As a very innocent and new minted teenage reporter, a now defunct newspaper sent me to interview a famous concert pianist. I can’t remember what I asked or wrote but I do remember shaking his hand and receiving the most terrible limp handshake. Of course the poor man was probably protecting his livelihood but it really threw me at the time.
Now I’m one of the excited, nervous, lucky people going to Auckland Writers and Readers Festival 2010 and I’m hoping like heck all the literary luminaries I might get to interview are nice to me. I’ve put my name in the hat to interview Thomas Keneally, Colm Toibin, Sarah Thornton, John Carey and Tui Flower among others – phew. Two famous writers I admire very much, a writer on contemporary art for the Economist, the Emeritus Merton Professor of English at Oxford and a pioneer of New Zealand food writers. I feel a panic-stricken ummm coming on if I’m in the same room asking questions.
So lots of reading and preparation beforehand. All those people who are taking the five book challenge – I’m sort of doing a festival five challenge.
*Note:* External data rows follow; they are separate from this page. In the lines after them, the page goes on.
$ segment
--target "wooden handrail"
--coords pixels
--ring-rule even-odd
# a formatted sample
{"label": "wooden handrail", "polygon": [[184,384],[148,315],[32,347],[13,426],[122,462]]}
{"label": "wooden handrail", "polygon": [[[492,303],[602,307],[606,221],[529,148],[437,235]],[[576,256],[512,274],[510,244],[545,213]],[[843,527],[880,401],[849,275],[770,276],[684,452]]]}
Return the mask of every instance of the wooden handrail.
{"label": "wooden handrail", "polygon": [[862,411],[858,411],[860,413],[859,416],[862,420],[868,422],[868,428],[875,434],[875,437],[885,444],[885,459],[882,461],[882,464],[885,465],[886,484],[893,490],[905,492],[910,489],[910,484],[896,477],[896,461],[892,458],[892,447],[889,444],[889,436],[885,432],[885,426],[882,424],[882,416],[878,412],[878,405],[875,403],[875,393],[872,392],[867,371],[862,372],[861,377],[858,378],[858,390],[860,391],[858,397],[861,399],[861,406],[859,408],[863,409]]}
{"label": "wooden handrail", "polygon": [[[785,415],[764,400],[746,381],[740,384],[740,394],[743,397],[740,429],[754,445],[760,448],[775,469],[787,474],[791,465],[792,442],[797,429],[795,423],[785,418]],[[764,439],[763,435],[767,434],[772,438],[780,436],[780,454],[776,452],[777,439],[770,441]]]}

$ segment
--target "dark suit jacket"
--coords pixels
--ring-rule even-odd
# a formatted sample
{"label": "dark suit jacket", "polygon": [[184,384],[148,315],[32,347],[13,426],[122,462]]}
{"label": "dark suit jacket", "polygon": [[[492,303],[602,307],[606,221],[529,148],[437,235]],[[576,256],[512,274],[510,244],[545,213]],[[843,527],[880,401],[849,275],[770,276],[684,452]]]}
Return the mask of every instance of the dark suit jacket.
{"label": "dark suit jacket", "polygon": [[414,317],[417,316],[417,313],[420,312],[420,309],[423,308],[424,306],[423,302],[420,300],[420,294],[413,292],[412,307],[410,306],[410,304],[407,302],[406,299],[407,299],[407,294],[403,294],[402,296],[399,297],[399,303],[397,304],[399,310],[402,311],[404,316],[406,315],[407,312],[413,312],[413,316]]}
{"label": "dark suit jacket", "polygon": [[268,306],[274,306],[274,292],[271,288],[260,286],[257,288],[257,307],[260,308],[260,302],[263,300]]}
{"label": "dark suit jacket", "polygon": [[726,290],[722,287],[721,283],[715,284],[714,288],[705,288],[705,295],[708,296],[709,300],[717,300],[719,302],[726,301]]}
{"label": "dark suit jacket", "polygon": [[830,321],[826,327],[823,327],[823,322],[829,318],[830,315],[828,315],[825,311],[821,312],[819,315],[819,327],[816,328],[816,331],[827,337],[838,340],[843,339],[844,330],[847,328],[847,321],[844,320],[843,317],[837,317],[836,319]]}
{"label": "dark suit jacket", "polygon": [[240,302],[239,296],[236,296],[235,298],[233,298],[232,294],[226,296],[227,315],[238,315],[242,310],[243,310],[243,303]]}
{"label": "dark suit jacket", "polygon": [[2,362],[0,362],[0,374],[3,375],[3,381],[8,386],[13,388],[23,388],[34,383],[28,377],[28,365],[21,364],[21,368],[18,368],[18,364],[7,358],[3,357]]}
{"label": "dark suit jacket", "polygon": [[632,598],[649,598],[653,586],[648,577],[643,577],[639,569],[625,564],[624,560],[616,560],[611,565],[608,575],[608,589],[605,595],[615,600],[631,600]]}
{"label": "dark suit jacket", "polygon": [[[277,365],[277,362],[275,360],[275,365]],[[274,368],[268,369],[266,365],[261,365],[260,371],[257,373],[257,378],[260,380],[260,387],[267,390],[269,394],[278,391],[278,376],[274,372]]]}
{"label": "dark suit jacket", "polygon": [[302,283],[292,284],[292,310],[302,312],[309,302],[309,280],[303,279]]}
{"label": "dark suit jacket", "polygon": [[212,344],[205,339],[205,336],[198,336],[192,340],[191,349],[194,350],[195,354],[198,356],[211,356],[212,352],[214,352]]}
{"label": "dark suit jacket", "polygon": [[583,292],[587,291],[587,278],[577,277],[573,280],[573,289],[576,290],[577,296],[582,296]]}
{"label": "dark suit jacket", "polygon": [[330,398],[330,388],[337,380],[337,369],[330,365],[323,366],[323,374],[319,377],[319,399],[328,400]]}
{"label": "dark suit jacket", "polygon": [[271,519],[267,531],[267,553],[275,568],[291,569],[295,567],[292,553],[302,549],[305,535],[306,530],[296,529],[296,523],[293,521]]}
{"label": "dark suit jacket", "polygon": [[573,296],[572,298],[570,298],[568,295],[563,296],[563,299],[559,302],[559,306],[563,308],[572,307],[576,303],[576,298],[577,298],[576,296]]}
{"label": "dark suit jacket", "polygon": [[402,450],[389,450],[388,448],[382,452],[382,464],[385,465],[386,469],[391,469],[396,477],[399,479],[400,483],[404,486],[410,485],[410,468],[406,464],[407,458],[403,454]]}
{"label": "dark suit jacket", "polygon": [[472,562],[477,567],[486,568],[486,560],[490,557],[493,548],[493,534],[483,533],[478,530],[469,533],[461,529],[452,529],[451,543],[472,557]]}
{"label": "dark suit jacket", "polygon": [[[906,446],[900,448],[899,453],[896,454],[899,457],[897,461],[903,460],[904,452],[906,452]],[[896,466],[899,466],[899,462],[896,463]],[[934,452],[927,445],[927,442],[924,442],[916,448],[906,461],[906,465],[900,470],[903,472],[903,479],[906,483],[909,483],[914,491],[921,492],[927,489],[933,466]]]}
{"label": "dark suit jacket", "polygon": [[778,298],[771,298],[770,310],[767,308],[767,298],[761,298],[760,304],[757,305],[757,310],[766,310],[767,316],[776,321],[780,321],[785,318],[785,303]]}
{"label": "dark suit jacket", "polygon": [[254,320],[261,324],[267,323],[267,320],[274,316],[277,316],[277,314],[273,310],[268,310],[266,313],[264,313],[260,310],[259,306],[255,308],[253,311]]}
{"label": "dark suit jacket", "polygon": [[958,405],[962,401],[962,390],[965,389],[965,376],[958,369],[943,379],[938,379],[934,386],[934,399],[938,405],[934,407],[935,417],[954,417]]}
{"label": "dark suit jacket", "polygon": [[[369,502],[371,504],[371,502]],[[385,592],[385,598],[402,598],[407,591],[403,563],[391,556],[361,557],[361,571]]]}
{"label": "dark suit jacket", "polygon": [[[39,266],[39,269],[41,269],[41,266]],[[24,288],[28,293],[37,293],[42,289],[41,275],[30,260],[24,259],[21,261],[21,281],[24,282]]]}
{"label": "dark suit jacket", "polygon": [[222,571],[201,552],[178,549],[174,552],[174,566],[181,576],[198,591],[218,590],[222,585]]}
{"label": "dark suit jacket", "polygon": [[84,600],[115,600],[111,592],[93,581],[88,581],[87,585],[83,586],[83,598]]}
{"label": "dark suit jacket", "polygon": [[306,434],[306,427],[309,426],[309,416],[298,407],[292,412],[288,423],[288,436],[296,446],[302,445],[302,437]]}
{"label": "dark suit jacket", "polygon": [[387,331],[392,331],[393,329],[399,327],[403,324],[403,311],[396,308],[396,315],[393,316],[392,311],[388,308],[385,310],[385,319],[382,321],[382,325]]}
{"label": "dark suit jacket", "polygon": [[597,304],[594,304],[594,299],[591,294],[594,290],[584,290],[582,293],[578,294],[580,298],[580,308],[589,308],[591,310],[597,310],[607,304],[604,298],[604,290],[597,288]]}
I’ll be out of my comfort zone writing for you the discerning blog audience, interviewing some of the big names, reading some of the books beforehand, going to a work in progress public reading of a new play (Dave Armstrong’s General Ward) and doing justice to all that I see and hear at the festival in the audio roundups.
One of the books I’ve read for the festival is John Freeman’s Shrinking the World; the 4,000 year story of how email came to rule our lives. I thought it was going to be a bit dry but I persevered and it made me think a lot about communicating in the age of Twitter, email, Stalkerbook (sorry Facebook – I got that from my family) and txting.
If anyone has questions you would like me to ask my interviewees please let me know.